Reproduce the commense results on Boolq

AGI-Edgerunners / LLM-Adapters

Code for our EMNLP 2023 Paper: "LLM-Adapters: An Adapter Family for Parameter-Efficient Fine-Tuning of Large Language Models"

https://arxiv.org/abs/2304.01933

Apache License 2.0

1k stars 91 forks source link

Reproduce the commense results on Boolq #64

Open Zhenyu001225 opened 2 months ago

Zhenyu001225 commented 2 months ago

When I'm doing the evaluation, should I use _--load8bit? I'm trying to reproduce the results of LLaMa-7B-LoRA

Finetune: CUDA_VISIBLE_DEVICES=8 python finetune.py --base_model 'yahma/llama-7b-hf' --data_path './ft-training_set/commonsense_170k.json' --output_dir './trained_models/llama-7b-lora-commonsense/' --batch_size 16 --micro_batch_size 4 --num_epochs 3 --learning_rate 3e-4 --cutoff_len 256 --val_set_size 120 --eval_step 80 --save_step 80 --adapter_name lora --target_modules '["q_proj", "k_proj", "v_proj", "up_proj", "down_proj"]' --lora_r 32 --lora_alpha 64

Evaluate: CUDA_VISIBLE_DEVICES=3 python commonsense_evaluate.py \ --model LLaMA-7B \ --adapter LoRA \ --dataset boolq \ --batch_size 1 \ --base_model 'yahma/llama-7b-hf' \ --lora_weights './trained_models/llama-7b-lora-commonsense/'

But the result is only 57.5 compared with the table 68.9.. Could you provide me with some insights here?

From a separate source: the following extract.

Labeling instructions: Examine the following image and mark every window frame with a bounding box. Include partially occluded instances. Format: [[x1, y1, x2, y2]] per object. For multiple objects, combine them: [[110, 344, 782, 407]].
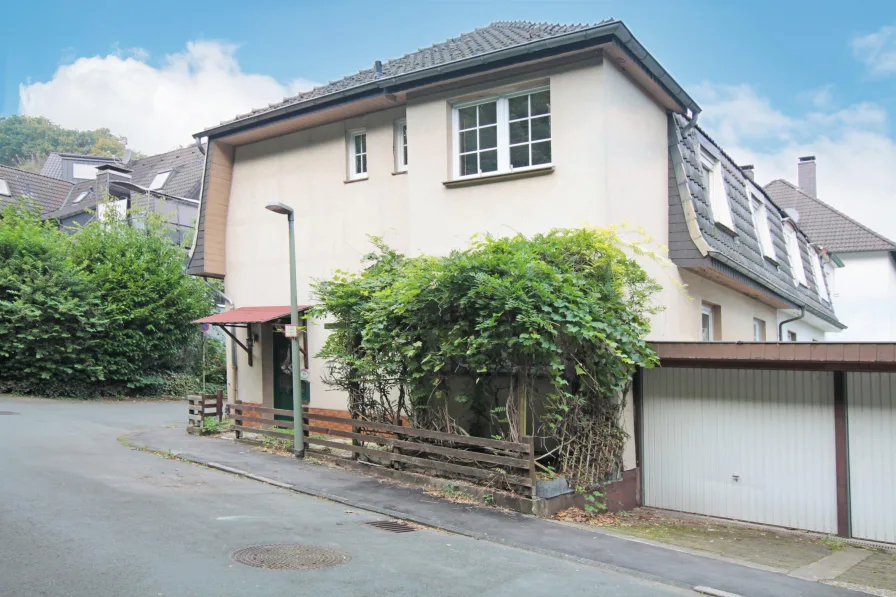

Zhenyu001225 commented 2 months ago

And for PIQA the result is 74.6 compared with data in table 80.7. For Siqa the result is 60.8 compared with data in table 77.4 Should I finetune again? Or adjusting any of the hypermeters

lucasliunju commented 2 months ago

Hi May I ask whether you solve this issue now?

wutaiqiang commented 2 months ago

btw, I find that a larger batch size would lead to some bad output while bsz=1 not.

lucasliunju commented 2 months ago

@wutaiqiang Yes, I also find this problem and bsz=1 can solve the most case, it can still output BAD result for some case.

wutaiqiang commented 2 months ago

In my case, the results are even better than reported. You should use one GPU in finetuning.

wutaiqiang commented 2 months ago

69.44 | 80.79 | 79.32 | 84.2 | 81.61 | 80.34 | 64.93 | 76.8

wutaiqiang commented 2 months ago

For llama 7B + lora

lucasliunju commented 2 months ago

Hi @wutaiqiang Thanks for your data point. I try to change the base model from "float16" to "float32" or "bfloat16" and I find the output result is not very stable.

Zhenyu001225 commented 2 months ago

Hi May I ask whether you solve this issue now?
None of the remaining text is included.